テスラ、量産型の新型EV「モデル3」を納車

テスラの「モデル3」。同社提供(2016年4月1日提供)。(c)AFP/TESLA MOTORS〔AFPBB News

 テスラの電気自動車(EV)の新型車「モデル3」が発売された。価格は「ベースグレード」でも3万5000ドルと高級スポーツカー並みだが、発売前から予約が50万台を超える人気だ。これをきっかけにEVが世界で話題になり、ガソリン車からの買い換えを真剣に検討する人が増えてきた。

 フランスのマクロン政権は、温暖化対策の「パリ協定」順守のために「2040年までに内燃機関を動力とする自動車の販売・生産を禁止する」という目標を発表した。イギリス政府も同様の方針を発表し、ヨーロッパでは2035年までにガソリン車・ディーゼル車はなくなるとの予測もある。電気自動車はガソリン車を駆逐するほど魅力的なのだろうか?

ドライバーにとってEVは魅力的か

 答は、今のところノーである。テスラのモデル3は今までより航続距離が伸びたが、それでも最大約500km。これはカタログ性能で、リチウム電池の劣化は速いので、300kmぐらいとみたほうが安全だろう。これでは1泊2日の家族旅行が限界で、長距離トラックなどの業務用には無理だ。

 出先に「充電スタンド」があればいいが、充電には30分以上かかる。EVは自宅に充電設備をもつドライバーが買って、夜間電力で充電するものと考えたほうがよい。これは集合住宅では難しい。

 地方都市で一戸建ての住宅から短距離通勤する人の高級自家用車としては使えるかもしれないが、逆にいうと充電スタンドは採算に乗らない。今後も充電インフラが普及することは考えにくい。
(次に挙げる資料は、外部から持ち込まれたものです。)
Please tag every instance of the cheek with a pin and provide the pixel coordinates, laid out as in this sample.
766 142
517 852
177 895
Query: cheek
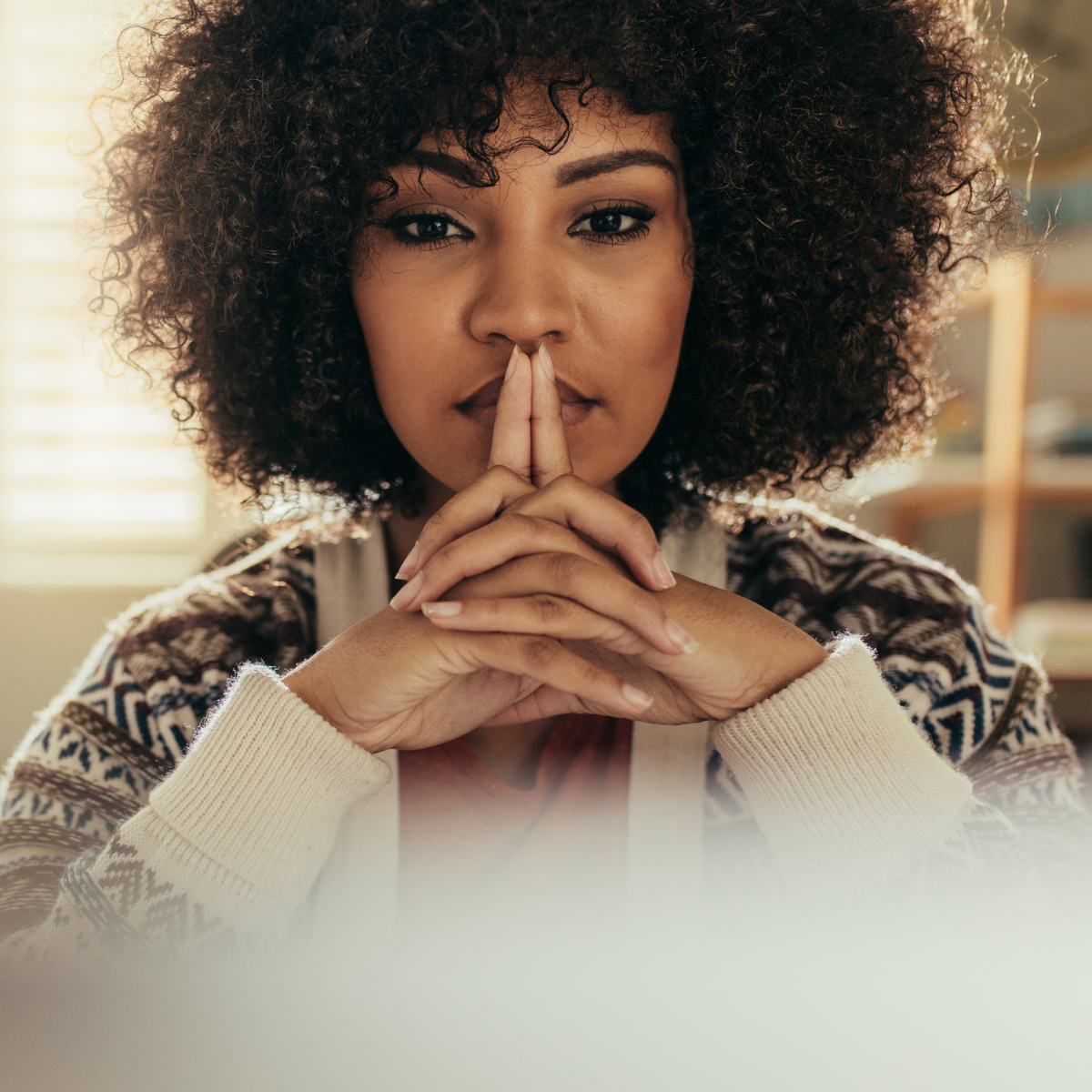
640 328
405 354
 EVには発進加速がよいとか静かだという魅力もあるが、最大の魅力は燃費である。条件の設定で大きく違うが、たとえば日産の公式サイトでは、1000km走る燃費は(夜間電力で)ガソリン車の約20%ということになっている。

 しかしリチウム電池は高価なので、買ってから廃車にするまで5年間の「所有コスト」で考えると、平均約8万ドルで、内燃機関(平均約3万6000ドル)の2倍以上というのが米エネルギー省(DOE)の計算である。

 これを2022年までに内燃機関と同じ水準まで下げるのがDOEの(希望的観測を込めた)予想だが、その最大のポイントは電池の技術進歩だ。図のように世界の電池コストはここ10年で8割下がったが、そのスピードは鈍化している。